Theft is often spontaneous. Without risk-prevention measures in place, for example, it can be all too easy for untrustworthy workers to take advantage of opportunities to:
- Pocket merchandise off your store shelves
- Steal cash from the register, or
- Misappropriate goods received from suppliers
Embezzlement, on the other hand, usually takes forethought and planning. It’s more likely to happen at the administrative or record keeping level – like when trusted bookkeepers misreport sales, income, or expense amounts and funnel funds out of your company.
3 Key Business Areas You Need to Protect
The most effective way to prevent employees stealing from your business is through the use of internal controls. Setting up fixed policies and procedures around activities where employees have access to company property – and making those rules part of your employment handbook – will mitigate financial risk.
Here are three key areas where your organization should have preventative safeguards in place.
1. Your Cash
Protect company funds by limiting the workers who handle petty cash or incoming donations and keeping cash boxes and daily receipts locked away. Avoid key-based locks in favour of digital or password-protected access codes, and change these out often.
For point-of-sale systems, make sure every employee uses a dedicated identification number so you can keep track of who’s handling which sales transactions. It’s also wise to make management overrides mandatory for large cash amounts.
2. Your Property
Best practices suggest that every business, no matter how small, can reduce financial risk by using, reviewing, and authorizing purchase orders for supplies and inventory.
You should also take steps to:
- Limit warehouse and storage access
- Establish a strict in-and-out inventory record-keeping system
- Conduct both scheduled and unscheduled inventory counts
- Install a video surveillance system anywhere your merchandise resides
Make sure you cross-check incoming deliveries against your purchase requisitions to confirm that all goods and services ordered by your business are present or accounted for.
3. Your Financial Records
Expense claim fraud is on the rise in Canada. In addition to reviewing and approving employee expense reports before you reimburse personnel, you should consider setting up a two-signature system if your company still issues paper cheques.
To further defend against dishonest administrative personnel, limit access and monitor financial accounts and data using:
- Password-encrypted files
- Electronic access logs, and
- Authorized cloud software access
It’s always a good idea to split up duties like payment processing, record keeping, and bank deposits so no one employee is responsible for a single financial workflow.

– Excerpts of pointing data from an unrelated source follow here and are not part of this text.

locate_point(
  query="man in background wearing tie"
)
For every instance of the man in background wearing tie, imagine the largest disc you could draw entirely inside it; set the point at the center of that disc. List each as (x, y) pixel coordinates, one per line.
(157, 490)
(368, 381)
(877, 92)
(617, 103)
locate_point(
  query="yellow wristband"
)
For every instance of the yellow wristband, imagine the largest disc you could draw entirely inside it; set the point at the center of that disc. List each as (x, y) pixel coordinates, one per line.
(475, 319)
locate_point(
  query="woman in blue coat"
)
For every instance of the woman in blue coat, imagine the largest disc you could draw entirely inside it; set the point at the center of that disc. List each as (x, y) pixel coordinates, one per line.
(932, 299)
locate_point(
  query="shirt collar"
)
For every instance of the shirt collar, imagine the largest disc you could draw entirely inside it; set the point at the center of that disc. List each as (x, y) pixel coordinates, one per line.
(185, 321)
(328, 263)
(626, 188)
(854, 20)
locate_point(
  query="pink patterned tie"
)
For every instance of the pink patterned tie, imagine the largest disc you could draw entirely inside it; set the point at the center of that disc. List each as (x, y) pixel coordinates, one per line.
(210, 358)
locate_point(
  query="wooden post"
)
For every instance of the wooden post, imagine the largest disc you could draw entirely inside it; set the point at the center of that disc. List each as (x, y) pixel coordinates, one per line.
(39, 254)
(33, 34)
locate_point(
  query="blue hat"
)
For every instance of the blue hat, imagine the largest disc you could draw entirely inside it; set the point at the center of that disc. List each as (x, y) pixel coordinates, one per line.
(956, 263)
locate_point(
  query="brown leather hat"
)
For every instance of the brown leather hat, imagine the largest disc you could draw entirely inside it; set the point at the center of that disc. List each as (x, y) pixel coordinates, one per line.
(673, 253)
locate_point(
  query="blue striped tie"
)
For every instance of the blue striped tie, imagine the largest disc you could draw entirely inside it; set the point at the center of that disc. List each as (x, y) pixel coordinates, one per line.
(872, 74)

Regular bank account reconciliations, and internal and external audits, are also a must.
Setting up controls that impede unlawful activity and unauthorized transactions can reduce opportunity theft and make it more difficult for employees to embezzle from your business.
If you do suspect a worker is stealing from you, make sure you seek legal advice before launching an investigation. While employee theft is one of the few grounds for termination without notice in Canada, such situations must be handled carefully to avoid repercussions for wrongful dismissal.